The CSESL seeks to empower and engage students, faculty, staff and community partners through various programming including training, service-learning, assessment, and research activities to impact social change through innovative approaches and projects. A speaker series brings nationally known experts in the field to campus along with local social entrepreneurs.
The current president and CEO of the Social Enterprise Alliance (SEA) was on campus this semester. SEA is the leading membership organization in North America for social enterprises, service providers, nonprofit organizations, corporations, and venture capitalists. In essence, SEA is a community of change makers with more than 700 members. There are several chapters nationwide, each tied to an area university. Belmont is the university affiliated with the newly established Nashville Social Enterprise Alliance.

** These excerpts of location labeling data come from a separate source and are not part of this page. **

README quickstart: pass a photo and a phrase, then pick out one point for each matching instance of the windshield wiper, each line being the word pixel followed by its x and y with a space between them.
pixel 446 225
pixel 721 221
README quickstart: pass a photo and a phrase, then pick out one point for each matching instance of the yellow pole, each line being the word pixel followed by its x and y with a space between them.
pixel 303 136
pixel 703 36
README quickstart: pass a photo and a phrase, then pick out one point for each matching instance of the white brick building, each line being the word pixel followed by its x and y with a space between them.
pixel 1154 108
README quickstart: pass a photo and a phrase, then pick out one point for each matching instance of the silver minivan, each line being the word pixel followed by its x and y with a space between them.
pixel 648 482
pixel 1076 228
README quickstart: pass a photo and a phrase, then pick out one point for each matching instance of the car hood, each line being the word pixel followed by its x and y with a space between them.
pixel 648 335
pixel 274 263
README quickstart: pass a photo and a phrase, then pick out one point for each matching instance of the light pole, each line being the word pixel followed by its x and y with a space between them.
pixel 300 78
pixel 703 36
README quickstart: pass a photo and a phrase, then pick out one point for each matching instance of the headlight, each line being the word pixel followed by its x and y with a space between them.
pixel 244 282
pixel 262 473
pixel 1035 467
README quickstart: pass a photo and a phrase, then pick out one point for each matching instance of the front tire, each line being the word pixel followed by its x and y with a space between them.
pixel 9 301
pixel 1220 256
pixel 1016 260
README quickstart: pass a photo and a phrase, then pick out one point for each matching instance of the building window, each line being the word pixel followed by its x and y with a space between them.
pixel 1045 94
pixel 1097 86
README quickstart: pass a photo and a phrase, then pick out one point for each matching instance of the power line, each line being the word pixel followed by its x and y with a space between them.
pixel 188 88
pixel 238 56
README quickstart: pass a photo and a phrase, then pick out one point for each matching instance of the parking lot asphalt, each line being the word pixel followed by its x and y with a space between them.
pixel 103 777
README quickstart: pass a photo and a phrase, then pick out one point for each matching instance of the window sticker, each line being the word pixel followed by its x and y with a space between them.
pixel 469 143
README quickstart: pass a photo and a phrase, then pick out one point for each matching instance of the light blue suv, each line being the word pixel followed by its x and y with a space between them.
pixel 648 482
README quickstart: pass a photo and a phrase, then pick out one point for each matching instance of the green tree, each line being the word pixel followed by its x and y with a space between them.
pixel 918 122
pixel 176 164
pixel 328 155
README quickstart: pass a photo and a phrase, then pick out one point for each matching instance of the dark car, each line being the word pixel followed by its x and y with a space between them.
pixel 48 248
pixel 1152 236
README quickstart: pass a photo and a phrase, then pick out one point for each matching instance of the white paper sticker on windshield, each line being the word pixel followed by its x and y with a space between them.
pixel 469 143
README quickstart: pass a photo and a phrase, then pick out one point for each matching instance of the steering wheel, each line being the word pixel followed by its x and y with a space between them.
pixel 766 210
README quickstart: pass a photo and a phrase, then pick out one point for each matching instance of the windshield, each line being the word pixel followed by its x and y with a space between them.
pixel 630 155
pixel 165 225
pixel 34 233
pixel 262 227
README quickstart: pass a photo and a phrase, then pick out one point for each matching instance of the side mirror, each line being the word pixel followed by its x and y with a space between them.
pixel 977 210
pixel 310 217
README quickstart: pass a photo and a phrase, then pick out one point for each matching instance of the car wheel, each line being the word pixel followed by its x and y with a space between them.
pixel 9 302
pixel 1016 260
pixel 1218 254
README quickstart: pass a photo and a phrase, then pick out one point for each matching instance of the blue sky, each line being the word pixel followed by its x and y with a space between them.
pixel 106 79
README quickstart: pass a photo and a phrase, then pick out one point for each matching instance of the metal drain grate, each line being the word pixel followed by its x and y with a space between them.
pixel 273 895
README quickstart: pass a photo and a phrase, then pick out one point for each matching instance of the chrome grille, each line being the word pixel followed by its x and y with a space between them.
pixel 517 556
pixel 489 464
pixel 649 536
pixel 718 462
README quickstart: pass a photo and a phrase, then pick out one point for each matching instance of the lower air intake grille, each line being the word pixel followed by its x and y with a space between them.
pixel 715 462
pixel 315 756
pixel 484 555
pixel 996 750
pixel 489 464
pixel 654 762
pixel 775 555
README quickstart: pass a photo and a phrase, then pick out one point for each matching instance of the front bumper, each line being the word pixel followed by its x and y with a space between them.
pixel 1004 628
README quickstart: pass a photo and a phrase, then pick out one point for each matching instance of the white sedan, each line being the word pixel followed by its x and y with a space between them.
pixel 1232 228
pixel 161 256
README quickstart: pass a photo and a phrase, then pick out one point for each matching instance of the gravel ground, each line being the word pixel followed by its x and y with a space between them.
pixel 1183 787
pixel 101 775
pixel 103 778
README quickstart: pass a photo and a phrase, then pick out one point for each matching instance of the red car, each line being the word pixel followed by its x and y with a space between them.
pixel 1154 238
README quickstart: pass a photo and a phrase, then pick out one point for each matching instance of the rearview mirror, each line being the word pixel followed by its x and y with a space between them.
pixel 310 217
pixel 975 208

Students will benefit from this affiliation by having ongoing access to social entrepreneurs, being able to attend the annual SEA Summit, and working on projects promoting the social enterprise movement in Middle Tennessee.
The CSESL will be the arm that links the university in multiple ways to the community: to local and international agencies and neighborhoods that are sources of service and internships for students, to key leaders in the field who serve as guest speakers and resources for the program, and to social entrepreneurs and nonprofit leaders who benefit by accessing university people and resources.
Conclusion
In the Introduction to Social Entrepreneurship course, students are required to develop an essay on "Why Am I Interested in Social Entrepreneurship?" The following statement sums up our program:
I confirmed my need for something greater with this vision I had early on in my first semester at Belmont during a business class. While I was looking at the teacher, there was someone else in the world looking at life through a prison cell. While I was looking at my watch waiting to go to lunch, there was someone else in the world looking through trash to find something to eat. While I was looking in my book, there was someone else in the world deprived of an education. While I was looking at a text from my friend, there was someone else in the world looking for somebody, anybody, to care.
Becoming a part of the growing community of practice for building and advancing the academic field of social innovation was an objective of the Ashoka U Exchange. This is why universities like Belmont are instrumental in playing a pivotal role in educating tomorrow's change agents in the social sector. However, as Harvard Business School Professor Jane C. Wei-Skillern noted in a 2008 interview Putting Entrepreneurship in the Social Sector, "We define social entrepreneurship as innovative, social value-creating activity that can occur within or across the nonprofit, government, or business sectors." In essence, we need more institutions, individuals, and initiatives to respond to alleviating society's social problems. It is my hope that others will answer this important call to service and join this growing movement.
* Bernard Turner is an assistant professor of social entrepreneurship and the director of the Center for Social Entrepreneurship and Service-Learning at Belmont University.